THEREAFTER, ON JANUARY 30, 1980, STEWART AND BANKS MET WITH BRENNAN
AND HYERT AT A LABOR-MANAGEMENT MEETING. HOLIDAY LEAVE WAS AMONG THE
ISSUED DISCUSSED AT THIS MEETING. ACCORDING TO BANKS, HE TOLD BRENNAN
THAT THE EMPLOYEES WERE LARGELY UNINFORMED ABOUT ANY NEW POLICY ON
HOLIDAY LEAVE AND THAT TO THE EXTENT SOME KNEW ABOUT IT, THEY WERE
DISSATISFIED. BANKS RECALLED THAT BRENNAN SUGGESTED TO HIM THAT, IN
VIEW OF THE FACT THAT BANKS HAD EARLIER REQUESTED TO HAVE A UNION
MEETING AT THE OFFICE, PERHAPS THE MATTER COULD BE BROUGHT UP WITH THE
EMPLOYEES IN THAT UNION MEETING. /7/ BANKS COULD THEN REPORT TO BRENNAN
ON THE EMPLOYEES' SENTIMENT ON THE ISSUE. IN THE MEANTIME, UNIT
MEETINGS WERE TO BE SCHEDULED, IN WHICH THE SUPERVISORS WOULD EXPLAIN
THE NEW POLICY TO THE EMPLOYEES. STEWART TESTIFIED THAT, SHE MAY HAVE
INDICATED DURING THIS MEETING THAT MANAGEMENT SHOULD TALK TO THE
EMPLOYEES ABOUT THE HOLIDAY LEAVE POLICY. SHE FELT THAT THIS COULD BEST
BE ACCOMPLISHED AT THE WEEKLY UNIT MEETINGS CONDUCTED BY THE
SUPERVISORS. STEWART ALSO RECALL THAT SHE ATTENDED A UNIT MEETING ON
FEBRUARY 4, 1980, WHERE SHE NOTED TO HER SUPERVISOR THAT THE HOLIDAY
LEAVE POLICY UNDER DISCUSSION WOULD HAVE TO BE APPROVED BY THE UNION.

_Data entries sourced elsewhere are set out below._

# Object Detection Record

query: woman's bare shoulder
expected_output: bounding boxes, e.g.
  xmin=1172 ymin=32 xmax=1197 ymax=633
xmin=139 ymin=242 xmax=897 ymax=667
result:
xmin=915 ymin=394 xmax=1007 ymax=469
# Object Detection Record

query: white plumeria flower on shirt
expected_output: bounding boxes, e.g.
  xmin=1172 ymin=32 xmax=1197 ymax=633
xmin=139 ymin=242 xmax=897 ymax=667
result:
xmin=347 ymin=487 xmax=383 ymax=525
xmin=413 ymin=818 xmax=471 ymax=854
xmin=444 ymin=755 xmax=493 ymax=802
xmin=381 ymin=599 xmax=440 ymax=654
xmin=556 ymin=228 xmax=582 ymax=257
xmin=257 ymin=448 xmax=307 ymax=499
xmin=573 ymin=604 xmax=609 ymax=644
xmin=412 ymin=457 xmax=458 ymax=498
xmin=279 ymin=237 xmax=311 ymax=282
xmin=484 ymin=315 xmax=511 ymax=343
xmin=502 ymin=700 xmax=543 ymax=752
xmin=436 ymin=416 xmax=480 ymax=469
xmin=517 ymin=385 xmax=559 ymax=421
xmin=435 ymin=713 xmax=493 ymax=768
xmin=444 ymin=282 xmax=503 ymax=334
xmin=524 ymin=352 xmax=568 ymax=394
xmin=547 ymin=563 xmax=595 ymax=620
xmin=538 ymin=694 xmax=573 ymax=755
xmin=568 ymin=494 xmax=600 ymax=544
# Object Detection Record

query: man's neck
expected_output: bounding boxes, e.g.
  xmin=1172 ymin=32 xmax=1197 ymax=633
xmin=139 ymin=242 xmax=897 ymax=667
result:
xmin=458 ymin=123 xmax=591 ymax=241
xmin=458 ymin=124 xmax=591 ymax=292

AS ALREADY NOTED, ON OR ABOUT FEBRUARY 4, 1980, SUPERVISORS DISCUSSED
LEAVE POLICY DURING UNIT MEETINGS. PRINCIPALLY, ACCORDING TO STEWART
AND BANKS, THE SUPERVISORS READ TO EMPLOYEES WHAT APPEARED TO BE THE
JANUARY 26, 1980 PROPOSAL WHICH HAD BEEN GIVEN TO STEWART. LEAVE IN
GENERAL AND NOT HOLIDAY LEAVE WAS DISCUSSED AT THESE MEETINGS.
BRENNAN RECALLS THAT SUPERVISORS REPORTED, TO HIM, THE RESULTS OF THE
UNIT MEETING DISCUSSIONS WITH EMPLOYEES ON THE HOLIDAY LEAVE ISSUE ON
FEBRUARY 6, 1980. THEN ON FEBRUARY 8, 1980, RESPONDENT PRESENTED THE
UNION WITH A PROPOSAL ENTITLED, "LEAVE POLICY", DATED FEBRUARY 6, 1980.
IN THE INTERIM, STEWART AND BANKS HAD SOME DISAGREEMENT REGARDING THE
HANDLING OF THE LEAVE POLICY AND STEWART RESIGNED HER POSITION WITH THE
UNION, LEAVING BANKS AND PATRICIA SANTA-MARIA AS PRINCIPAL UNION
CONTRACTS. THE LEAVE PROPOSAL APPARENTLY WAS THE SAME AS THE ONE SHOWN
STEWART BY HYERT EARLIER WHEN IN DRAFT FORM.
AT ABOUT THIS SAME TIME, THE UNION WAS ALSO GIVEN A COPY OF A REVISED
PROPOSAL TITLED, "OFFICE POLICY ON HOLIDAY LEAVE", ALSO DATED FEBRUARY
8, 1980. THIS PROPOSAL HAD BEEN MODIFIED TO INCLUDE A "THIRD PRIORITY,"
AND TO NOTE DATES ON WHICH EMPLOYEES COULD SIGN UP FOR ANNUAL LEAVE.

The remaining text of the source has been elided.